Le préjudice subi par la société Supertek, qui s’analyse en une perte de chance, sera justement indemnisé par l’allocation d’une somme de 30 000 euros.
Le jugement sera donc infirmé, et la société CGMI condamnée au paiement de cette somme.
sur les demandes accessoires :
Il apparaît inéquitable de laisser à la charge de la société Supertek les sommes, non comprises dans les dépens, exposées par elle dans le cadre de la procédure. Le jugement qui l’a condamnée au paiement d’une indemnité à ce titre sera infirmé, et la société CGMI condamnée à lui payer la somme de 3 000 euros sur le fondement des dispositions de l’article 700 du code de procédure civile.
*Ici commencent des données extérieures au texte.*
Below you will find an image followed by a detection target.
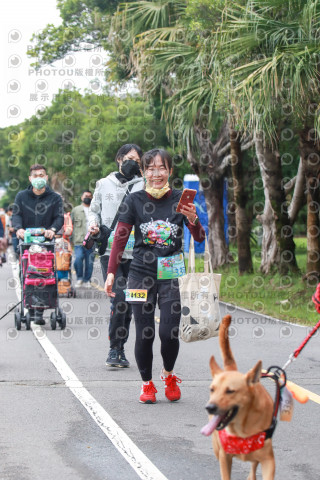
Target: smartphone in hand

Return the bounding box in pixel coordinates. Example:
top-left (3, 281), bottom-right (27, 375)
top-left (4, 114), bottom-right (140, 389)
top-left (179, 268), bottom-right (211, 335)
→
top-left (176, 189), bottom-right (197, 213)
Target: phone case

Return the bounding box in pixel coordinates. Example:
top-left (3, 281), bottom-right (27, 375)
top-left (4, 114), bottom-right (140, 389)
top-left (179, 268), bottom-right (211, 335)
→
top-left (176, 189), bottom-right (197, 213)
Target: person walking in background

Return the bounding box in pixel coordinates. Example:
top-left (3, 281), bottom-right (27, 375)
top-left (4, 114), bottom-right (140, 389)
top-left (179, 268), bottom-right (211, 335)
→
top-left (0, 208), bottom-right (5, 236)
top-left (0, 214), bottom-right (5, 267)
top-left (6, 205), bottom-right (18, 257)
top-left (89, 144), bottom-right (144, 368)
top-left (105, 148), bottom-right (206, 403)
top-left (71, 190), bottom-right (94, 288)
top-left (0, 208), bottom-right (7, 264)
top-left (312, 283), bottom-right (320, 313)
top-left (12, 164), bottom-right (64, 324)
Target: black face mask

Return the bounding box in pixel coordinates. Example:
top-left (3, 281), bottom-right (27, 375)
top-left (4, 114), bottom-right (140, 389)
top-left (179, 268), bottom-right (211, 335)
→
top-left (83, 197), bottom-right (92, 205)
top-left (120, 159), bottom-right (140, 179)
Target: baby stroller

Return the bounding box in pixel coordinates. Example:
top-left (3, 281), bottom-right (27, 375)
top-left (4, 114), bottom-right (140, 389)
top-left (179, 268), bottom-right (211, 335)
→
top-left (55, 237), bottom-right (76, 298)
top-left (14, 228), bottom-right (66, 330)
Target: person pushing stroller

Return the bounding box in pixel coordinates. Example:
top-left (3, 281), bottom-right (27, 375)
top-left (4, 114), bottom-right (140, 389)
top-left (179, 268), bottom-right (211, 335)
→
top-left (12, 164), bottom-right (64, 324)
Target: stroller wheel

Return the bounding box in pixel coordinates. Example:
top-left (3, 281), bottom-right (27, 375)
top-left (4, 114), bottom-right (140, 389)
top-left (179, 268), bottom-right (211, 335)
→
top-left (50, 312), bottom-right (57, 330)
top-left (59, 312), bottom-right (66, 330)
top-left (25, 313), bottom-right (31, 331)
top-left (14, 312), bottom-right (21, 331)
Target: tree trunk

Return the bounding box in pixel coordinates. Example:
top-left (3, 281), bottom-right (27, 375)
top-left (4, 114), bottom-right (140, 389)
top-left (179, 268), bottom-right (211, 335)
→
top-left (230, 128), bottom-right (253, 274)
top-left (299, 128), bottom-right (320, 282)
top-left (254, 135), bottom-right (298, 274)
top-left (288, 158), bottom-right (306, 224)
top-left (201, 176), bottom-right (229, 268)
top-left (187, 124), bottom-right (230, 268)
top-left (51, 172), bottom-right (73, 211)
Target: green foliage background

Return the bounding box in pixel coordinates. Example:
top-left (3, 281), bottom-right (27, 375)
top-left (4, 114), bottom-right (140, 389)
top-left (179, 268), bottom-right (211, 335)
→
top-left (0, 90), bottom-right (192, 207)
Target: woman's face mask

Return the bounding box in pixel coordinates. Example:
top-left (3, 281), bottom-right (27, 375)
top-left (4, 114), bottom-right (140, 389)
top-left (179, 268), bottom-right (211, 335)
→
top-left (31, 177), bottom-right (47, 190)
top-left (120, 159), bottom-right (141, 179)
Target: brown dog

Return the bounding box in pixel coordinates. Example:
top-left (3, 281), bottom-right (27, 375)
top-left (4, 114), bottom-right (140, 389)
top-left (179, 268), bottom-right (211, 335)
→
top-left (201, 315), bottom-right (275, 480)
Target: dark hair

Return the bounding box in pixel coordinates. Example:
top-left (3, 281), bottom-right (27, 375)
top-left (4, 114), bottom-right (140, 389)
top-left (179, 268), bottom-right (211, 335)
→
top-left (115, 144), bottom-right (143, 163)
top-left (30, 164), bottom-right (47, 174)
top-left (82, 190), bottom-right (92, 196)
top-left (141, 149), bottom-right (172, 172)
La société CGMI sera condamnée aux entiers dépens.
PAR CES MOTIFS :
La cour, statuant publiquement, contradictoirement et en dernier ressort,
Infirme le jugement rendu le 12 décembre 2019 par le tribunal de commerce de Bordeaux,
Statuant à nouveau,
Condamne la societé Compagnie Générale de Maintenance Immobilière SAS à payer à la société Supertek SASU la somme de 30 000 euros à titre de dommages et intérêts,
Condamne la societé Compagnie Générale de Maintenance Immobilière SAS à payer à la société Supertek SASU la somme de 3 000 euros sur le fondement des dispositions de l’article 700 du code de procédure civile,
Condamne la societé Compagnie Générale de Maintenance Immobilière aux entiers dépens.
Le présent arrêt a été signé par Mme Pignon, présidente, et par M. Goudot, greffier, auquel la minute a été remise par le magistrat signataire.